Mapping Multiple LSTM models on FPGAs

This project includes both the SVD-based approximation algorithms for compressing deep learning models and the FPGA accelerators exploiting such approximation mechanism described in the paper Mapping multiple LSTM models on FPGAs. The accelerators code has been developed in HLS targeting Xilinx FPGAs.
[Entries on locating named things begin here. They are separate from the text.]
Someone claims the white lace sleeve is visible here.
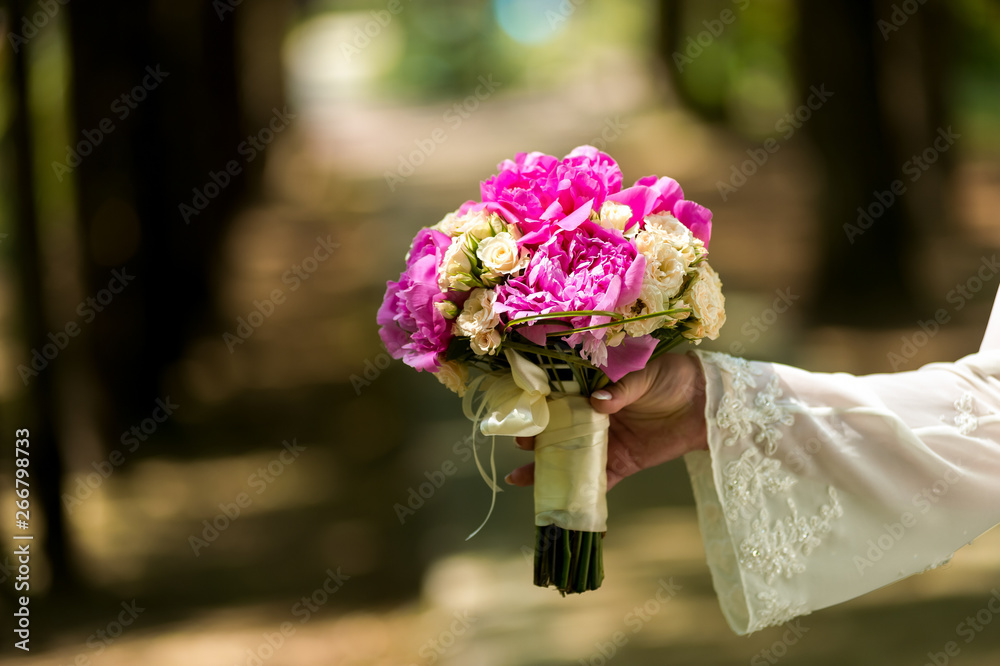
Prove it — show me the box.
[685,351,1000,634]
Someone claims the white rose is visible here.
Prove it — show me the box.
[434,301,458,319]
[684,262,726,340]
[645,213,708,265]
[636,237,691,300]
[476,231,528,275]
[469,328,500,356]
[438,236,472,291]
[597,201,639,238]
[452,288,500,344]
[434,361,469,398]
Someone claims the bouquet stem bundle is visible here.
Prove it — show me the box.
[535,525,604,596]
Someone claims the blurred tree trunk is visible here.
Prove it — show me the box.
[656,0,729,123]
[3,0,76,592]
[796,0,950,326]
[68,0,246,420]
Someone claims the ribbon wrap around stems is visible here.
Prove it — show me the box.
[535,395,609,532]
[462,349,609,538]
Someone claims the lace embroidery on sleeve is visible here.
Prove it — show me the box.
[941,393,979,435]
[739,487,844,585]
[702,352,844,631]
[706,354,795,448]
[749,590,809,631]
[723,448,795,521]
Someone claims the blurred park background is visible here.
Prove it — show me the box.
[0,0,1000,666]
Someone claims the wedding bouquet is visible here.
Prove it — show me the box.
[378,146,725,594]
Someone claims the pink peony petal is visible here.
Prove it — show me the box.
[673,201,712,247]
[601,335,656,382]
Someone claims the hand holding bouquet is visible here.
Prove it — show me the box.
[378,146,725,593]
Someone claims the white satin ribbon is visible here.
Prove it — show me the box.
[535,395,610,532]
[462,349,609,539]
[462,349,550,541]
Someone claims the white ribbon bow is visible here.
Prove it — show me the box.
[462,349,550,541]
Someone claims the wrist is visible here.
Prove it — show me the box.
[684,353,708,452]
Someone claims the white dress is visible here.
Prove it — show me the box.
[685,282,1000,634]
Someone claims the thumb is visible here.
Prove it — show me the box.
[590,368,649,414]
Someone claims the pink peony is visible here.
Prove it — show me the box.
[608,176,712,247]
[377,229,452,372]
[494,220,646,365]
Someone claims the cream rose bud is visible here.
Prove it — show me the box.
[476,231,528,275]
[469,328,500,356]
[597,201,639,238]
[452,288,500,338]
[434,361,469,398]
[623,282,667,338]
[646,213,708,270]
[683,262,726,340]
[461,210,504,240]
[431,211,465,236]
[438,236,472,291]
[434,301,458,319]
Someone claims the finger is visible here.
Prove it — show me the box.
[504,463,535,486]
[590,369,649,414]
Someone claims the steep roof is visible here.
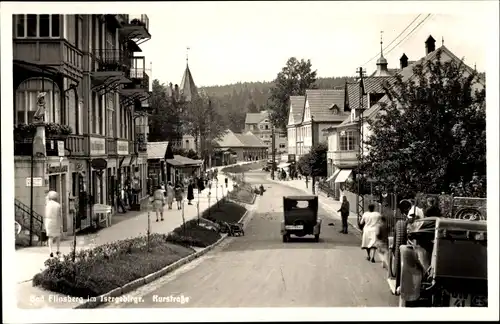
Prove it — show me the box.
[239,131,267,147]
[341,45,484,126]
[180,64,198,101]
[306,89,345,122]
[245,110,269,124]
[288,96,306,125]
[147,142,168,160]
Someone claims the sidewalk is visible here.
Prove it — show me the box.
[269,176,361,232]
[15,173,239,283]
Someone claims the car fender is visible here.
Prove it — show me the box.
[399,245,422,301]
[313,219,321,235]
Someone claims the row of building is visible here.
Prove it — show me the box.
[13,14,267,240]
[287,36,485,200]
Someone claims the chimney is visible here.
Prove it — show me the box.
[425,35,436,55]
[399,53,408,70]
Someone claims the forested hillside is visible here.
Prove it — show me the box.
[199,77,354,132]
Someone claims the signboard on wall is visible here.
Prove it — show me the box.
[116,140,129,155]
[90,137,106,156]
[26,178,43,187]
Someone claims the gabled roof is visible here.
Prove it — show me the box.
[341,45,484,126]
[235,131,267,148]
[245,110,269,124]
[147,142,168,160]
[306,89,345,122]
[288,96,306,125]
[180,64,198,101]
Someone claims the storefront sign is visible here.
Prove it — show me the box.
[116,141,128,155]
[90,137,106,155]
[57,141,64,156]
[47,165,68,174]
[26,178,43,187]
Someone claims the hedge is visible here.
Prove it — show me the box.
[33,234,194,298]
[201,199,246,224]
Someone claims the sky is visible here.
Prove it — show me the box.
[2,1,498,86]
[134,1,491,86]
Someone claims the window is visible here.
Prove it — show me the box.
[339,131,358,151]
[14,78,61,124]
[15,15,61,38]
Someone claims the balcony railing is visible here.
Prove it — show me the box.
[66,135,87,156]
[106,138,118,155]
[92,49,132,73]
[127,14,149,30]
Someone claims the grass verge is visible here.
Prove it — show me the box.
[33,199,246,298]
[202,199,247,224]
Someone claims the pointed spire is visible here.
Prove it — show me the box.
[180,47,198,102]
[374,31,390,76]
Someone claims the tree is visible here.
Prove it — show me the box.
[360,50,486,195]
[297,143,328,194]
[269,57,316,129]
[148,79,185,142]
[183,94,226,164]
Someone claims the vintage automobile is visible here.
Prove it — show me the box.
[389,195,488,307]
[281,196,321,242]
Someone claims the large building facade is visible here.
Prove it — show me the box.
[13,14,151,238]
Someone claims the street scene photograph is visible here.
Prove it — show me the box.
[2,1,499,323]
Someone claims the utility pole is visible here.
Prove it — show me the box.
[356,67,366,227]
[271,125,276,180]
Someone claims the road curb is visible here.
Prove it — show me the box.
[74,209,250,309]
[268,176,363,234]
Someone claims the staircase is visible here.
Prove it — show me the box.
[14,199,43,246]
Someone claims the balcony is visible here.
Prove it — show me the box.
[12,38,83,82]
[106,138,118,155]
[332,150,358,168]
[120,56,149,105]
[120,14,151,45]
[91,49,132,91]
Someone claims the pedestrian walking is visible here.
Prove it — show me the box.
[43,191,63,258]
[337,196,350,234]
[153,186,165,222]
[167,182,175,209]
[187,180,194,205]
[361,204,383,263]
[174,182,184,210]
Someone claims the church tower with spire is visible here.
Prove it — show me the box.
[373,32,391,77]
[180,47,199,102]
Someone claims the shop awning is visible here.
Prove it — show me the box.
[335,169,352,183]
[121,156,132,167]
[326,169,342,182]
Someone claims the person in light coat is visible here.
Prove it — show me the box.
[361,204,383,263]
[44,191,63,258]
[153,186,165,222]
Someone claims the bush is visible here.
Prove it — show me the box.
[168,219,221,248]
[202,199,246,224]
[33,234,194,298]
[227,184,260,204]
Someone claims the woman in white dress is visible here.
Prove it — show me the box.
[44,191,62,258]
[361,204,382,263]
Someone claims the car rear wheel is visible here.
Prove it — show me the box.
[391,221,407,288]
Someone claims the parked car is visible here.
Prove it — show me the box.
[281,196,321,242]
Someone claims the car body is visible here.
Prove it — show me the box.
[281,196,321,242]
[399,217,488,307]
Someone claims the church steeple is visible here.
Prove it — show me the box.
[374,31,391,76]
[180,47,198,102]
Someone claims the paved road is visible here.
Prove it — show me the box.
[104,172,397,308]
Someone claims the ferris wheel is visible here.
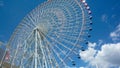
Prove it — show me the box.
[0,0,92,68]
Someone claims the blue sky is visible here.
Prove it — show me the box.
[0,0,120,67]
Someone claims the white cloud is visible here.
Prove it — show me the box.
[80,43,120,68]
[110,24,120,41]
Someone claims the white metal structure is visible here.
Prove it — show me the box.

If you plan on using any of the code in this repository, please cite:

@inproceedings{ribes2020mapping,
  title={{Mapping multiple LSTM models on FPGAs}},
  author={Ribes, Stefano and Trancoso, Pedro and Sourdis, Ioannis and Bouganis, Christos-Savvas},
  booktitle={2020 International Conference on Field-Programmable Technology (ICFPT)},
  pages={1--9},
  year={2020},
  organization={IEEE}
}

Disclaimer: The repository is not actively updated and might contain additional experimental features which are not described in the aforementioned paper. Such features might include untested code.

SVD Approximation Algorithm

The following equation indicates the approximation of a single matrix, i.e., LSTM gate, with $R$ rank-1 matrices:

$$\textbf{W}_{\mathrm{M}_j} \approx \sum_{i = 1}^{R} {s_j}^{(i)} \odot \Big( \textbf{u}^{(i)} \cdot {\textbf{v}^{(i)}}^T \Big), \ j = 1, ..., N$$

Our FPGA accelerator's leverages the above equation in its key computation. In fact, it approximates vector-matrix multiplication of the $N$ LSTM inputs with the gate weight matrices, as exemplified in the following equation, which approximates the multiplication between the input vectors $\textbf{x}_j^t$ with the current forget gates weight matrices $\textbf{W}_f^{cur}$.

$$\textbf{x}_j^t \cdot \textbf{W}^{cur}_{f_{j}} \approx \sum_{i = 1}^{R} \big( \textbf{x}_j^t \cdot \textbf{u}^{(i)}_f \big) \cdot {s_f}^{(i)}_j \big) \odot \textbf{v}^{(i)}_f, \ j = 1, ..., N$$

Notice that the vectors $\textbf{u}^{(i)}_f$ and $\textbf{v}^{(i)}_f$ are shared accross the $N$ LSTMs, providing a great compression factor. On top of that, the algorithm also includes a tile-wise pruning scheme to further compress the LSTM weight matrices without impacting their accuracy performance.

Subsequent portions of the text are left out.